Until this year, migraine sufferers had to make do with drugs originally developed for other medical conditions, such as high blood pressure or depression. Now, there are three new drugs that were developed just for preventing the horrible headaches.
Erenumab (Aimovig) was approved by the FDA in May. Fremanezumab (Ajovy) was approved in September and is now available. Galcanezumab (Emgality) was approved late in September and recently began arriving in doctors’ offices.
“They have a lot of promise and are potentially very important,” said Katherine Hamilton, a headache specialist at Penn Medicine. The drugs, which are injected under the skin, offer hope for patients who have not responded to other treatments, but Hamilton said that what is “potentially even more clinically relevant is they have a lower side-effect profile” than other medications commonly used for migraine. She added, though, that it remains to be seen how patients who take them for long periods will fare. As new drugs, their long-term impact is not yet known.
Stephen Silberstein, director of the Jefferson Headache Center in Philadelphia, said about 800 of his migraine patients are on a list to start taking the drugs. He was involved in testing erenumab and helped design and run the trial for fremanezumab, so many of his patients were involved in the clinical trials and have already tried the medicines.
Silberstein said insurance is expected to offset erenumab’s price tag, about $600 a month, but patients will be eligible only if they have tried other drugs first and found they didn’t help. He and Hamilton said some other migraine drugs have similar costs.

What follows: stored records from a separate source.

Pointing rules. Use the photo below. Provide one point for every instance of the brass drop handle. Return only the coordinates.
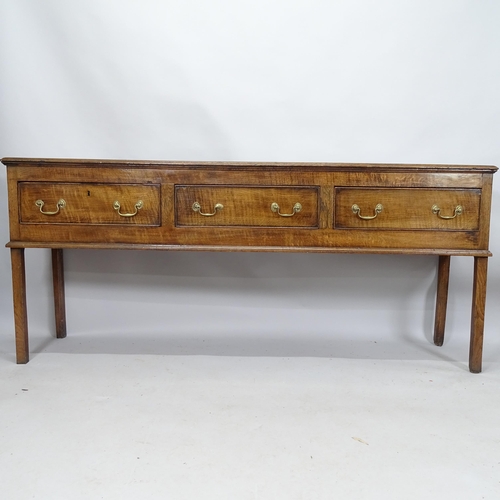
(356, 210)
(137, 206)
(197, 208)
(295, 210)
(459, 210)
(60, 204)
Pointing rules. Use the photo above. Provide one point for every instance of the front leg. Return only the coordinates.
(59, 298)
(441, 298)
(20, 310)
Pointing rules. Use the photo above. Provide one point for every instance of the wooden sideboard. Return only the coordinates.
(441, 210)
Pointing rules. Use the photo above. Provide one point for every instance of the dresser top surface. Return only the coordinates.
(243, 165)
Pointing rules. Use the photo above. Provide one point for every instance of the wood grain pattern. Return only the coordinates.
(408, 208)
(477, 315)
(443, 279)
(246, 206)
(59, 295)
(89, 203)
(326, 222)
(19, 299)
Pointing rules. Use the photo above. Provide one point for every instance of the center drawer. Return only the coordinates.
(271, 206)
(89, 203)
(400, 208)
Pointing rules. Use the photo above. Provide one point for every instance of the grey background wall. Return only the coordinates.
(355, 81)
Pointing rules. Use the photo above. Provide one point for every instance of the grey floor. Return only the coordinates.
(83, 421)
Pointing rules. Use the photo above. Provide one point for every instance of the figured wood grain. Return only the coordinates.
(325, 224)
(246, 206)
(407, 208)
(19, 299)
(59, 295)
(443, 278)
(89, 203)
(477, 315)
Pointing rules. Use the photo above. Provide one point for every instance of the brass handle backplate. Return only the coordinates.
(197, 208)
(137, 206)
(295, 210)
(60, 204)
(356, 210)
(459, 210)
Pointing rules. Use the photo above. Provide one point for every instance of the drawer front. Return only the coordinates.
(375, 208)
(246, 206)
(72, 203)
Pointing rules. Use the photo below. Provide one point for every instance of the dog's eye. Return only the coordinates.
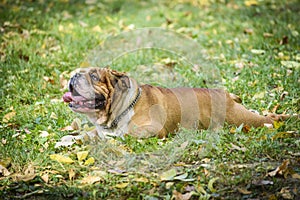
(94, 77)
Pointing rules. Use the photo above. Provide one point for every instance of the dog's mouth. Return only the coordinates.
(79, 103)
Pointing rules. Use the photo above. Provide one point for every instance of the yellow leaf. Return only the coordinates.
(296, 176)
(168, 175)
(8, 116)
(89, 161)
(61, 159)
(82, 155)
(244, 191)
(211, 183)
(121, 185)
(90, 179)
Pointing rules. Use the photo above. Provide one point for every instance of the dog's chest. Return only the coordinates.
(119, 130)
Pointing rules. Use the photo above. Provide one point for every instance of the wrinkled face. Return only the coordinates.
(91, 91)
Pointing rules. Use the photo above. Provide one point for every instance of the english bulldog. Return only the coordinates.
(116, 104)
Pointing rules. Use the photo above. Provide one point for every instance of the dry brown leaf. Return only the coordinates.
(286, 193)
(296, 176)
(281, 170)
(61, 159)
(90, 180)
(244, 191)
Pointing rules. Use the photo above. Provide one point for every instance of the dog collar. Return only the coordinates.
(115, 122)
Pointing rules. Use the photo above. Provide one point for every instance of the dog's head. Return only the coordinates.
(93, 90)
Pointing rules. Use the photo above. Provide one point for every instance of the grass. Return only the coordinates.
(254, 47)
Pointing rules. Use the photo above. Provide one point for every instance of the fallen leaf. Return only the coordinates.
(244, 191)
(90, 180)
(61, 159)
(68, 140)
(262, 182)
(82, 155)
(286, 193)
(168, 175)
(122, 185)
(281, 170)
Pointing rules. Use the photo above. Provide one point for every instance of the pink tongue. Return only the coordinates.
(67, 97)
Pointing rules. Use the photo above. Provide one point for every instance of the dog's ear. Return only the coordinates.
(120, 80)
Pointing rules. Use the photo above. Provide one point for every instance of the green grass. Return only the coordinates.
(39, 41)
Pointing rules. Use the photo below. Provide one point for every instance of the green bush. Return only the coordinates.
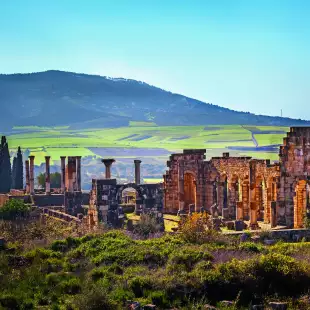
(14, 209)
(140, 285)
(71, 287)
(251, 246)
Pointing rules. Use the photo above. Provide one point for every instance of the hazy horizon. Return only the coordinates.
(245, 56)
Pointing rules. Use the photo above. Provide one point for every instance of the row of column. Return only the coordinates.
(108, 164)
(29, 165)
(73, 173)
(252, 201)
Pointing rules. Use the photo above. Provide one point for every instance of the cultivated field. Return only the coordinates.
(146, 140)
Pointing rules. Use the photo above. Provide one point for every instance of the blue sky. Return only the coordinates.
(249, 55)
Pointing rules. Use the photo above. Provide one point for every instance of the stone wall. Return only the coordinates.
(229, 184)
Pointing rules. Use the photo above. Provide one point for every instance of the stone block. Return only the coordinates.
(230, 225)
(269, 241)
(278, 305)
(226, 303)
(149, 307)
(255, 238)
(244, 237)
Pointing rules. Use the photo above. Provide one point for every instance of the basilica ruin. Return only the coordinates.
(233, 189)
(243, 188)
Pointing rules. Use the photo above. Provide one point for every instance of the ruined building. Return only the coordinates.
(242, 187)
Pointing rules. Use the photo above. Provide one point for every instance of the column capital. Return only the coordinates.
(108, 161)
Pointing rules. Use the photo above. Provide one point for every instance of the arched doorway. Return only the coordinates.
(300, 203)
(189, 190)
(129, 196)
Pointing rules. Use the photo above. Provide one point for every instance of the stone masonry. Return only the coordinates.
(242, 187)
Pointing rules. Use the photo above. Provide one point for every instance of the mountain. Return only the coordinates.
(55, 98)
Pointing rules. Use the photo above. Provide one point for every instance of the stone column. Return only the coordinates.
(273, 214)
(181, 184)
(27, 177)
(78, 173)
(220, 197)
(47, 175)
(253, 215)
(239, 211)
(300, 204)
(31, 175)
(108, 163)
(63, 173)
(137, 171)
(245, 199)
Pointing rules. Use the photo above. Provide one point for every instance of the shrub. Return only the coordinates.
(251, 246)
(71, 287)
(94, 298)
(139, 285)
(159, 298)
(186, 258)
(147, 225)
(196, 228)
(9, 301)
(14, 209)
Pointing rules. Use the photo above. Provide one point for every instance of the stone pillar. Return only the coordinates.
(108, 163)
(181, 184)
(27, 177)
(137, 171)
(63, 173)
(31, 175)
(220, 197)
(273, 214)
(253, 215)
(239, 211)
(71, 172)
(47, 175)
(300, 204)
(245, 199)
(78, 174)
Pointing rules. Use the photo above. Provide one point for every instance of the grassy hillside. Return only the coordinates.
(146, 140)
(56, 98)
(104, 271)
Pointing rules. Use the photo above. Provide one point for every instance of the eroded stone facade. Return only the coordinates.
(243, 187)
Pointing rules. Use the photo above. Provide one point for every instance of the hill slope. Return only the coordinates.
(55, 98)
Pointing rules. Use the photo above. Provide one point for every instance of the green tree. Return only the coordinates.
(5, 167)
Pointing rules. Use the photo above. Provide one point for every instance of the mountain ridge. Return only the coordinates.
(54, 97)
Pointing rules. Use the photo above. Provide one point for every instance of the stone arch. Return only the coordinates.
(270, 212)
(190, 189)
(138, 190)
(234, 188)
(300, 203)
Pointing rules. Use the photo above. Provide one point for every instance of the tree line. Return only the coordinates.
(11, 176)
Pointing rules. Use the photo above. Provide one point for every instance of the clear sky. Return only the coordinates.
(248, 55)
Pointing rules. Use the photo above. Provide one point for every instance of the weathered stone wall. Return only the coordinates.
(275, 193)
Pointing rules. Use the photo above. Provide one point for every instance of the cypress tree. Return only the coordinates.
(19, 175)
(5, 167)
(14, 173)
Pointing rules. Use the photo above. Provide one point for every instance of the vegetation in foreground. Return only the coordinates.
(104, 271)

Louis Colburn, 71, a retired police officer and security manager who gets migraines most days of the week, was among the first of Silberstein’s patients to try fremanezumab. His headaches, he said, are “just like somebody’s got a drill inside your brain.” He watched calmly last week as nurse practitioner Rachel Seligman emptied three syringes under the skin of his left thigh.
The shots should last three months. Silberstein said Colburn should see results in a week. He expects that patients with frequent headaches won’t mind getting three shots. “If you realized how bad a migraine headache is, the shots don’t matter,” he said.

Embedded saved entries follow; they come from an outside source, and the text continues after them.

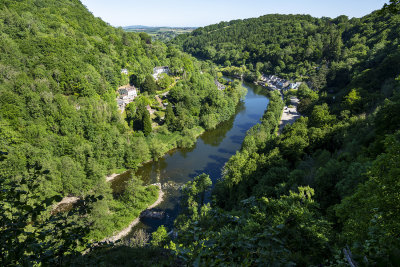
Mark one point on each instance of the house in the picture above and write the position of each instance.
(294, 85)
(149, 109)
(157, 71)
(127, 92)
(160, 102)
(219, 85)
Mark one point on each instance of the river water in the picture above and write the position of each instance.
(210, 153)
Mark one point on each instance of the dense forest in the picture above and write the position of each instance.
(323, 192)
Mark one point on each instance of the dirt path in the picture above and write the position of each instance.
(289, 115)
(127, 230)
(64, 202)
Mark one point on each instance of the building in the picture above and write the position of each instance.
(295, 85)
(127, 94)
(157, 71)
(150, 110)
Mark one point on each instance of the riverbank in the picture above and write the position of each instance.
(128, 229)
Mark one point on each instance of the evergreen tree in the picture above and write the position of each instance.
(169, 117)
(146, 123)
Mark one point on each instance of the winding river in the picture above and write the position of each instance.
(210, 153)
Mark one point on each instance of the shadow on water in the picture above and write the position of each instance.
(210, 153)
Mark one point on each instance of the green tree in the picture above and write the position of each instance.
(160, 237)
(147, 128)
(149, 85)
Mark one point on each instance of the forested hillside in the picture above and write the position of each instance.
(61, 131)
(324, 191)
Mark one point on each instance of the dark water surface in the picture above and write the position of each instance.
(210, 153)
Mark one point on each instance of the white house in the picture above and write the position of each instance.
(127, 92)
(157, 71)
(295, 85)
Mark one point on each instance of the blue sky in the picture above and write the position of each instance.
(204, 12)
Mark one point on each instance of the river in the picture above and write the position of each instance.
(210, 153)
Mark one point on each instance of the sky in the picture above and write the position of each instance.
(197, 13)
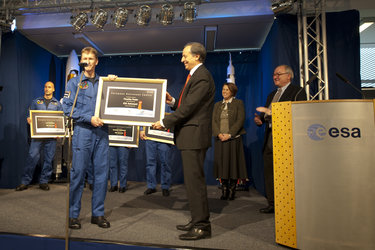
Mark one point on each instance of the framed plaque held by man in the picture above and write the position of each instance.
(131, 101)
(47, 124)
(123, 135)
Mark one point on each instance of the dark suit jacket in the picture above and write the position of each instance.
(236, 118)
(192, 120)
(288, 95)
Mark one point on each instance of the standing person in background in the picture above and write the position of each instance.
(47, 102)
(118, 168)
(90, 142)
(282, 78)
(155, 150)
(227, 127)
(192, 126)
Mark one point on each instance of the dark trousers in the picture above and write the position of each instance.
(195, 183)
(268, 169)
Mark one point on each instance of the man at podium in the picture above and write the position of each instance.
(286, 91)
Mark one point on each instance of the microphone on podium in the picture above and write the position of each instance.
(307, 84)
(347, 81)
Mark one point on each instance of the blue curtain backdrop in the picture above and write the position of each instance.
(25, 67)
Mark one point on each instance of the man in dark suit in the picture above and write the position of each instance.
(282, 78)
(191, 122)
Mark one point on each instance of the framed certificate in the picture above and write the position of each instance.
(159, 135)
(47, 124)
(123, 135)
(131, 101)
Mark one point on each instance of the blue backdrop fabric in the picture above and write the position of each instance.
(25, 67)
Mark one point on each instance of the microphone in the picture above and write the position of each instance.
(82, 65)
(307, 84)
(347, 81)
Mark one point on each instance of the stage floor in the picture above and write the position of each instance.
(139, 219)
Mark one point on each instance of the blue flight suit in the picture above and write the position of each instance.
(118, 165)
(48, 145)
(90, 146)
(153, 150)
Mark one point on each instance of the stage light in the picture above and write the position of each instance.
(100, 19)
(144, 15)
(282, 7)
(120, 17)
(189, 12)
(79, 21)
(166, 14)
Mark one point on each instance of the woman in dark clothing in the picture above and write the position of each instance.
(227, 127)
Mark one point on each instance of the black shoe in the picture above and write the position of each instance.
(186, 227)
(268, 210)
(150, 191)
(74, 223)
(100, 221)
(44, 186)
(22, 187)
(113, 189)
(165, 192)
(197, 233)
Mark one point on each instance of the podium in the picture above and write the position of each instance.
(324, 174)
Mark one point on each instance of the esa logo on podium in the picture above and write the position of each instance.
(318, 132)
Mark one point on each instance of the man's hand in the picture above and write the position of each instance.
(168, 98)
(142, 134)
(267, 111)
(157, 125)
(257, 119)
(96, 121)
(112, 77)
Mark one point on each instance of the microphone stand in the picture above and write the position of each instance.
(69, 132)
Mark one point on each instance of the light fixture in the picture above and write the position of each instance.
(144, 15)
(282, 6)
(100, 19)
(79, 21)
(166, 14)
(189, 13)
(120, 17)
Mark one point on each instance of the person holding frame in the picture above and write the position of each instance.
(46, 102)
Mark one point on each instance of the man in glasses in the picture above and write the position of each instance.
(282, 78)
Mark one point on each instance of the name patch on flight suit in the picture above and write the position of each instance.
(84, 85)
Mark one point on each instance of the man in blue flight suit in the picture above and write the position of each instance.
(154, 150)
(89, 144)
(118, 168)
(47, 102)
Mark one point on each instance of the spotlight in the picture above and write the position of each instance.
(100, 19)
(283, 6)
(144, 15)
(79, 21)
(189, 12)
(120, 17)
(166, 14)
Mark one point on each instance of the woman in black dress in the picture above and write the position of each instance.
(227, 127)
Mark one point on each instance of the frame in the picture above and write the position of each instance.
(131, 101)
(159, 135)
(123, 135)
(47, 124)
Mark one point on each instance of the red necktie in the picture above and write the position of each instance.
(179, 100)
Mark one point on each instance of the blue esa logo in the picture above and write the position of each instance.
(317, 132)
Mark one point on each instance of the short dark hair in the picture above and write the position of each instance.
(197, 49)
(89, 50)
(232, 87)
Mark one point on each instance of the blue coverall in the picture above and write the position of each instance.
(49, 146)
(118, 165)
(90, 145)
(153, 150)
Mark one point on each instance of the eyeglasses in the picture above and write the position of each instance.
(279, 74)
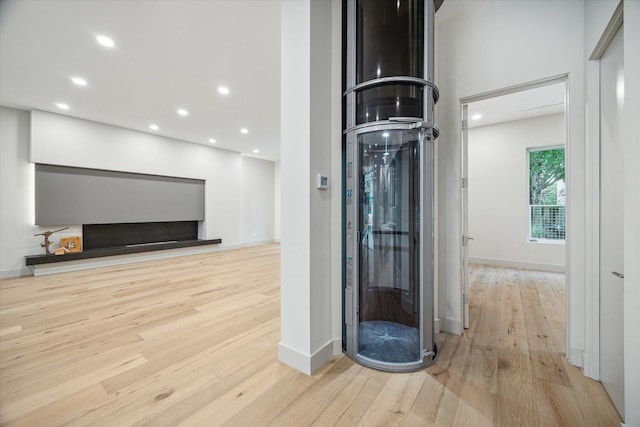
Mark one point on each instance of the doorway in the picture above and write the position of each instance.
(508, 219)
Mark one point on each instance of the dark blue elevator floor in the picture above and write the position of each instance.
(389, 341)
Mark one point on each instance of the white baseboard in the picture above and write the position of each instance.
(452, 326)
(307, 364)
(17, 272)
(337, 347)
(87, 264)
(556, 268)
(576, 357)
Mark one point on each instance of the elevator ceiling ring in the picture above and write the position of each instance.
(391, 80)
(431, 131)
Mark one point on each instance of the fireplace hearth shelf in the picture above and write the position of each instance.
(32, 260)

Migraines affect 40 million people in the United States. These drugs were tested in people with chronic migraines, defined as 15 or more headaches a month. One to 2 percent of the population falls into that category.
The new drugs are monoclonal antibodies aimed at CGRP (calcium-gene-related peptide), a string of amino acids that play a role in how people experience pain, and must be injected. All can be taken monthly, but fremanezumab has the advantage of also having the option of quarterly shots. The drugs have different mechanisms, but they prevent CGRP from working normally. Another drug that targets CGRP and will be given intravenously is in development, Silberstein said.

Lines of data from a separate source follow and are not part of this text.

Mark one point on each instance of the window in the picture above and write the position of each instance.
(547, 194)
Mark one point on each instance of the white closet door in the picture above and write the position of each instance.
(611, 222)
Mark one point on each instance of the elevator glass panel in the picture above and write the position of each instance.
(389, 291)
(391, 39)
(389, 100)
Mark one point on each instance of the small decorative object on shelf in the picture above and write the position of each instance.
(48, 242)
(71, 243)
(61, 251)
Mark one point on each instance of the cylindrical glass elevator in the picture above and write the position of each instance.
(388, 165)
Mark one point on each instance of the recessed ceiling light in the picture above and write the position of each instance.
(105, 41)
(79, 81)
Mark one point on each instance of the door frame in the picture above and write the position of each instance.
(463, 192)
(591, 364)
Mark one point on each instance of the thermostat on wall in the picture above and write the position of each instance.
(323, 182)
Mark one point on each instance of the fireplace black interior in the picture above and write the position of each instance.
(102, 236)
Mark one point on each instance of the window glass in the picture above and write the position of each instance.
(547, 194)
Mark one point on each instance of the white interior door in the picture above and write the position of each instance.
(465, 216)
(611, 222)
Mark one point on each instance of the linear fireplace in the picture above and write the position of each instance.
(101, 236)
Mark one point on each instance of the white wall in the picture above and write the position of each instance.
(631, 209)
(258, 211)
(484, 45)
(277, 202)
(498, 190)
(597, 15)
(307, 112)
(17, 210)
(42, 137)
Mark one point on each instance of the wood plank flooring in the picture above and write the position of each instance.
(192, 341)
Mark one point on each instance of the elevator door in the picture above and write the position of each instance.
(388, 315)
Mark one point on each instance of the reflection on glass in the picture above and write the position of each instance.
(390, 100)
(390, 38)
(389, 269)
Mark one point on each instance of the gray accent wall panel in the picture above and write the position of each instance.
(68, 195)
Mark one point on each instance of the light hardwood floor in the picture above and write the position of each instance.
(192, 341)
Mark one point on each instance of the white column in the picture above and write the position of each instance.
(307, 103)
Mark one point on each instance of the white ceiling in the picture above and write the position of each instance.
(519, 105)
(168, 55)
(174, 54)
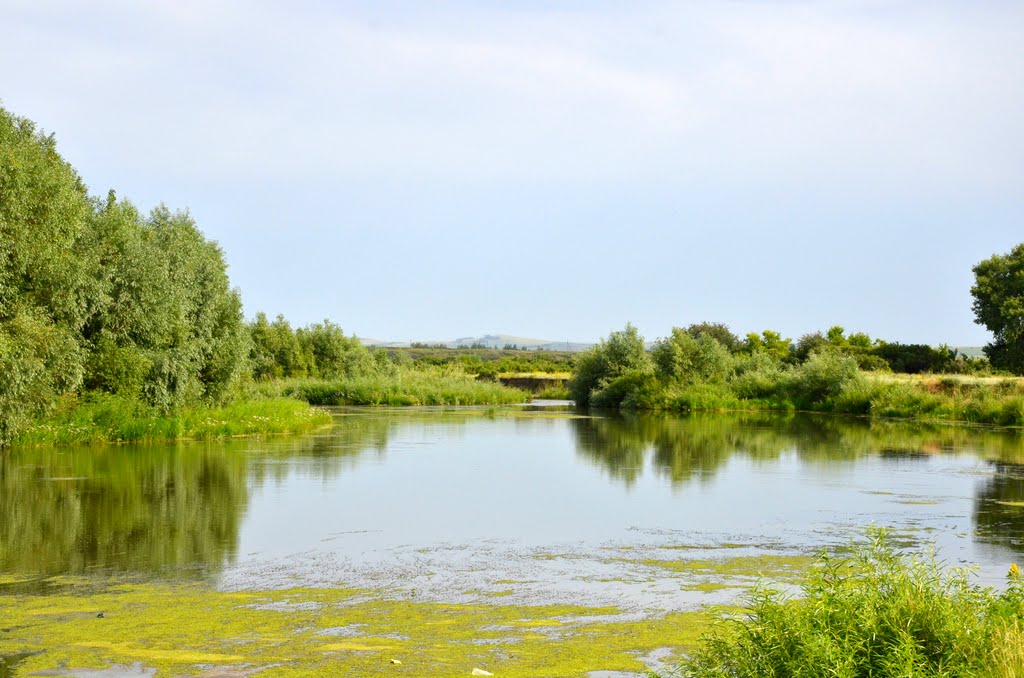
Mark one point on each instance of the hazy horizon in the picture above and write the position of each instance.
(556, 169)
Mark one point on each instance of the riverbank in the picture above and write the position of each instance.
(825, 383)
(98, 418)
(879, 612)
(398, 387)
(276, 407)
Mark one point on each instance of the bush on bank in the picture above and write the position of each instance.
(686, 374)
(875, 613)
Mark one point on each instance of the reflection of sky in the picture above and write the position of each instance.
(522, 483)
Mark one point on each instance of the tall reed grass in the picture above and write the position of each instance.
(102, 418)
(877, 613)
(404, 386)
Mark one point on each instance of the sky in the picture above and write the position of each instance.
(430, 170)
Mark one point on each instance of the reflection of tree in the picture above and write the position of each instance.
(998, 507)
(153, 508)
(72, 511)
(697, 446)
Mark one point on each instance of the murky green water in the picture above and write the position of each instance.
(482, 493)
(602, 539)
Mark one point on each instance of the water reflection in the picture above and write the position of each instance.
(75, 511)
(681, 449)
(179, 509)
(168, 508)
(998, 507)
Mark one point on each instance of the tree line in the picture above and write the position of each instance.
(97, 296)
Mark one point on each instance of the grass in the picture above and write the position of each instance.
(877, 612)
(991, 400)
(430, 386)
(99, 418)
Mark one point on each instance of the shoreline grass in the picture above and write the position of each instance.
(401, 388)
(939, 398)
(876, 613)
(98, 419)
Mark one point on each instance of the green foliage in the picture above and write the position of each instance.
(99, 418)
(680, 357)
(632, 390)
(331, 354)
(875, 613)
(717, 331)
(998, 304)
(93, 294)
(758, 376)
(822, 378)
(402, 387)
(770, 342)
(916, 358)
(275, 349)
(622, 352)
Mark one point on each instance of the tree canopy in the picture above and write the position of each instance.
(93, 294)
(998, 304)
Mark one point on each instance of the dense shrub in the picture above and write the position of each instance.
(680, 357)
(916, 358)
(622, 352)
(822, 378)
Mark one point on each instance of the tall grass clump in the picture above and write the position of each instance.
(406, 386)
(98, 418)
(876, 613)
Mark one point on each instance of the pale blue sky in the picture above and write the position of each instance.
(425, 170)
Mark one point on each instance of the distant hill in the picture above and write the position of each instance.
(488, 340)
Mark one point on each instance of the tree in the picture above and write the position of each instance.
(680, 357)
(622, 352)
(43, 285)
(998, 304)
(718, 331)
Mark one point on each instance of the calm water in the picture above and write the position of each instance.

Competition may bring costs down, he said.
CGRP is elevated during migraine headaches. It also is involved in the movement of food through the gut and is present in the heart and blood vessels. Researchers were concerned that the drugs might cause systemic problems, but Silberstein said mild constipation was the most serious side effect of the drugs in the trials.
He said the drugs appeared to be equally effective. About half the patients had a 50 percent or greater reduction in the number of headaches they experienced. Almost three-quarters had at least a 30 percent reduction. The overall averages look less exciting, however. Chronic migraine patients had about two fewer headache days a month than those who took placebos. The placebo group had a small reduction in headaches, too. In the treatment groups, the intensity of the headaches also went down.
Silberstein said the drugs were helpful for patients who responded. “I’ve had patients already on these drugs who went from not being able to function to having almost a normal life,” he said.